The words pierced right through me. They hurt, all right. But it was true. Nothing but the truth. I was a player, but so were all the girls that I've been with. They just went crying to their friends after they took their "morning after pill."

"Remember the consequences after you had that whisky drinking contest with Emmett when you were 12 and you got drunk and broke one of your mother's favourite lamps?" he said, bringing back memories. I was confused at the quick change of topic, and then I understood.

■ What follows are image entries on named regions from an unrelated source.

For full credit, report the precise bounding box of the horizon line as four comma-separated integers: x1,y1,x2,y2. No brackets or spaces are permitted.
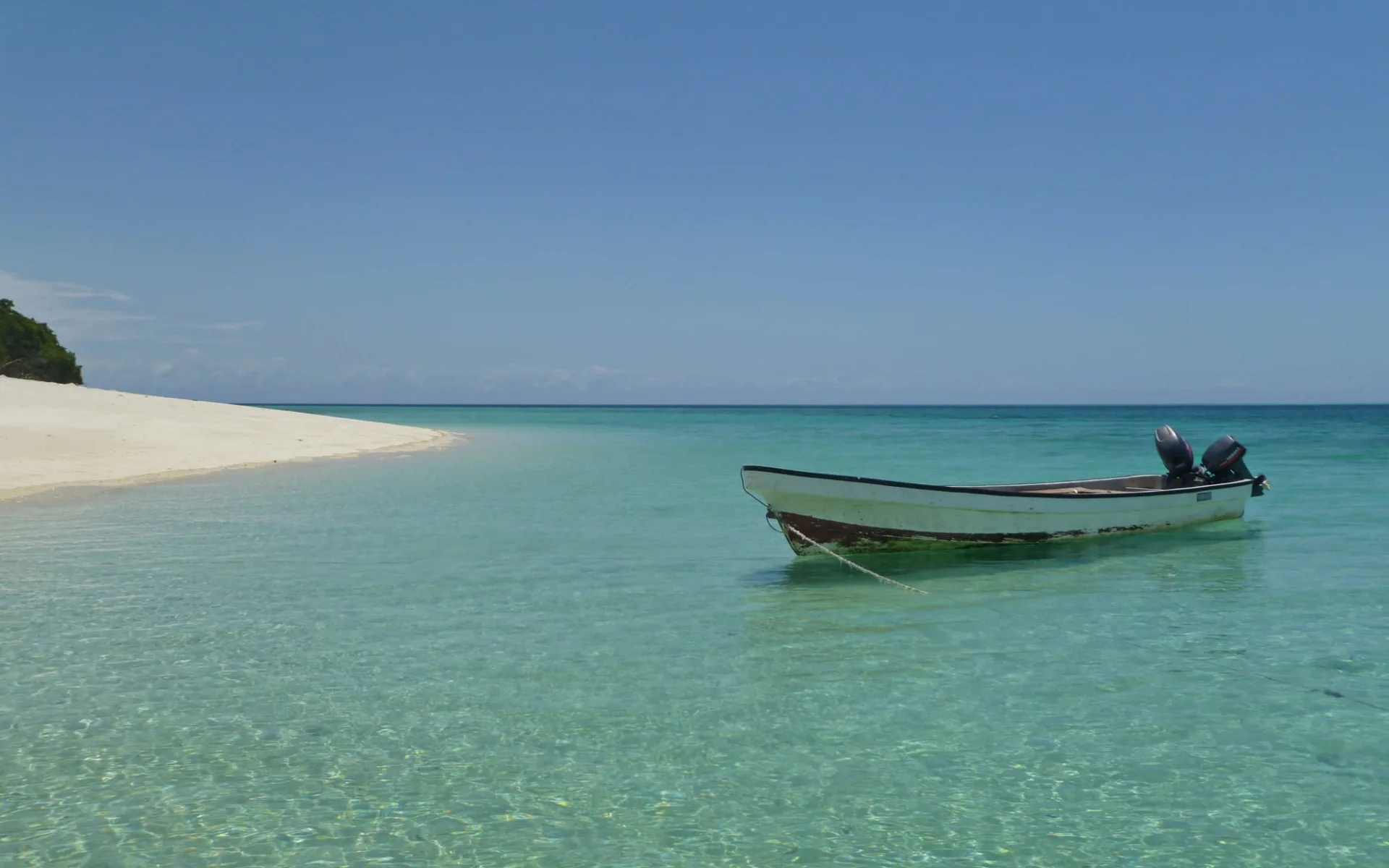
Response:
244,401,1389,409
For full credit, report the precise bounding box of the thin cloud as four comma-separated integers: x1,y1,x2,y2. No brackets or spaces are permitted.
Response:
193,321,266,335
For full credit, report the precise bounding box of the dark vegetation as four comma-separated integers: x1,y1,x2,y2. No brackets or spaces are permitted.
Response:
0,299,82,386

"Dad, c'mon. I'm seventeen! That's way too old for a spanking!" I exclaimed and pleaded at the same time. What was even stranger was that he was actually thinking about it.

"You're right," he said and I let out a quiet sigh of relief that I hoped he didn't hear, "give me your belt." My dad, the pacifist, was planning to _whip_ me. I shuddered. I knew he was willing to put down a bet of 25 000 dollars that I wouldn't give him the heavy piece of leather that held up my pants.

If I stay the "bad boy" for another month, I won't have enough credits to graduate, much less get into a good school. After all the girls leave for college, I would be stuck here in forks, working at the gas station. Sure, I didn't want someone beating my ass with a belt, but I didn't want to be stuck with a minimum wage job for the rest of my life either.

I undid my belt and took it out of the loops and passed it to my father. His eyes showed shock, and I bet he was resisting the urge to let his jaw drop. Then I did something I wouldn't have ever done.

I dropped my pants and bent over the couch we were sitting on to accept the punishment I knew I deserved.

"Thank you, Edward. For letting this happen without a fuss," he whispered.

He put his hand on my back to hold me down, and I saw the belt fall in front of me. Thank god he wasn't going to use that. No doubt that Alice would hear it and tell it to the world and get me kicked out of my own gang.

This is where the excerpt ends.